For nineteenth-century readers, the Scots and their books were everywhere, saturating British, imperial, and even American markets. Indeed, Scottish literature in Scots was widely enough read that through the period authors could sell a variety of dialects to an empire they themselves had educated.
Literature of lowland and highland and all parts in between was so pervasive, the phenomenon sparked parodies like Sarah Greene's Scotch Novel Reading (1824), which imagines northern authors "filling their Scotch pouches, and laughing to see how easily John Bull is gulled."

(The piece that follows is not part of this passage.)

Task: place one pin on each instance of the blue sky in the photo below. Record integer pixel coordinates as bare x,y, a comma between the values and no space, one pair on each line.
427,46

This anthology invites readers to experience the liveliness of those times, with all their innovations, opportunities, and raging debates. To facilitate readers' engagement with the ideas as well as the materials of nineteenth-century Scotland in its British and international contexts, items are arranged roughly chronologically, but also thematically.
General readers will be able to enjoy the sudden changes of a burgeoning literature simply by tracking this book end to end. By recognizing the light framing of this anthology, they will also be guided toward a sense of the ongoing conceptual and literary struggles in a society that is challenged yet stimulated by conflicting forces. Traffic between country, town, and city; the tension between elites founded in class, education, or gender; the idea of home, set against the industry and empire that supported it; and the new and adjusted genres allowed by manufacture (e.g. the steam press), kept Scottish authors in constant movement. This book hopes that its readers, too, will get on the move.
Students can develop an interest of their own, then use the book's structural hints to track it. Instructors can use the framework to connect easily to their own pedagogical focus in Scottish and other literatures.
Caroline McCracken-Flesher teaches in the English Department of the University of Wyoming. Her research interests range widely through British Literature and Culture, with a current focus on Scottish writing. Recent books include Possible Scotlands: Walter Scott and the Story of Tomorrow (Oxford, 2005) and the edited book Culture, Nation and the New Scottish Parliament (Bucknell, 2008).